Activated carbon was derived from waste wood pallets in Hong Kong via phosphoric acid activation and applied to adsorption of basic dye (methylene blue), acid dyes (acid blue 25 and acid red 151), and reactive dye (reactive red 23). The results showed that respective adjustment in phosphoric acid concentration, impregnation ratio, activation temperature, and activation time could maximize the surface area and pore volume of activated carbon. An increase of impregnation ratio or activation temperature significantly influenced the pore size distribution by expanding the porous structure and creating more macropores than micropores. The characterization of the carbon surface chemistry using Fourier-transform infrared (FTIR) spectroscopy, however, revealed a decrease in the amount of several functional groups with increasing activation temperature. The physical properties (surface area and pore volume) of the wood waste-derived activated carbon (using 36% phosphoric acid with an impregnation ratio of 1.5 at an activation temperature of 550°C for 1.5 h) were comparable to those of commercial activated carbon (Calgon F400). The contrasting pH effects on the adsorption of different classes of dyes signified the importance of both electrostatic interaction and chemical adsorption, which correlated to pH-dependent dissociation of surface functional groups.
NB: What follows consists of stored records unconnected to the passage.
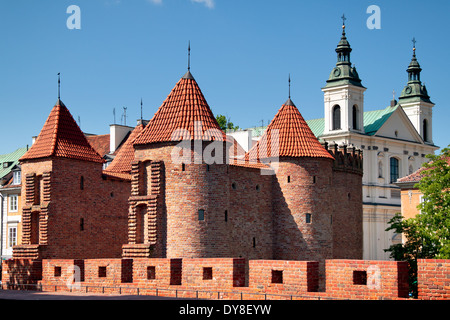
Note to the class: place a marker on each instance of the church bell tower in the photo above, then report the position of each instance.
(343, 93)
(416, 102)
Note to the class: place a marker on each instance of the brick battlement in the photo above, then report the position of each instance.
(232, 277)
(346, 158)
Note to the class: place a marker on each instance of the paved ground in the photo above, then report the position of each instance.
(35, 295)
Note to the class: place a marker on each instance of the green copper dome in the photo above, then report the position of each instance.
(344, 72)
(414, 91)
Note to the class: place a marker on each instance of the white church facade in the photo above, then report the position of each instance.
(394, 140)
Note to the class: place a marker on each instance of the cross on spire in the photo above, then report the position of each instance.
(59, 85)
(343, 19)
(289, 80)
(189, 56)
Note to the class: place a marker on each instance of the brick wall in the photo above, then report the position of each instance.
(72, 211)
(302, 208)
(363, 279)
(282, 276)
(236, 204)
(433, 279)
(345, 279)
(20, 271)
(157, 272)
(214, 273)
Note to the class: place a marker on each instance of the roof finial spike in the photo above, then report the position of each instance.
(343, 23)
(289, 85)
(59, 85)
(189, 56)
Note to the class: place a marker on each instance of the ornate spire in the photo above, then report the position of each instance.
(289, 101)
(344, 72)
(414, 90)
(59, 85)
(188, 74)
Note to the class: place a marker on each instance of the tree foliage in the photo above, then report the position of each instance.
(427, 235)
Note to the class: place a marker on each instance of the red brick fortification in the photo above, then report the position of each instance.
(211, 210)
(230, 278)
(362, 279)
(433, 278)
(302, 209)
(71, 210)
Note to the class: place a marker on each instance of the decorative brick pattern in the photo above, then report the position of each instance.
(433, 279)
(233, 277)
(383, 279)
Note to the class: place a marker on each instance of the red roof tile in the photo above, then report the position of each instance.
(61, 137)
(123, 159)
(288, 135)
(184, 110)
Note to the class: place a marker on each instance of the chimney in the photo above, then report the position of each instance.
(117, 133)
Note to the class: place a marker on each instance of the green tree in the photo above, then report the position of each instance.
(427, 235)
(225, 123)
(435, 209)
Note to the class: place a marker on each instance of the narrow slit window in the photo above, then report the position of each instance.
(359, 277)
(102, 272)
(207, 273)
(277, 276)
(57, 272)
(201, 215)
(151, 273)
(308, 218)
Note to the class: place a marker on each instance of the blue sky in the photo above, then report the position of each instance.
(241, 54)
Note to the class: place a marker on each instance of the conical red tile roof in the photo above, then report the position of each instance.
(61, 137)
(288, 135)
(123, 159)
(184, 115)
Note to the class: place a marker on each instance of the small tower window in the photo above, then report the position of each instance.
(201, 215)
(394, 169)
(336, 117)
(151, 273)
(355, 115)
(277, 276)
(308, 218)
(207, 273)
(425, 130)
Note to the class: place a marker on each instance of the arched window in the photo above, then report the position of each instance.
(425, 130)
(394, 168)
(380, 169)
(336, 117)
(355, 115)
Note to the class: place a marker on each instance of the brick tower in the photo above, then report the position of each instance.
(301, 186)
(71, 209)
(179, 163)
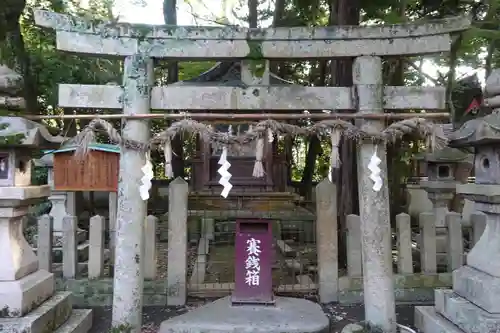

It is noteworthy that the physical properties of activated carbon were insufficient to account for the observed dye adsorption behavior, whereas the surface chemistry of activated carbon and the nature and chemical structure of dyes were more important. The fast kinetics and high capacity of dye adsorption of wood waste-derived activated carbon suggest that production of activated carbon from different types of wood waste should merit further investigation.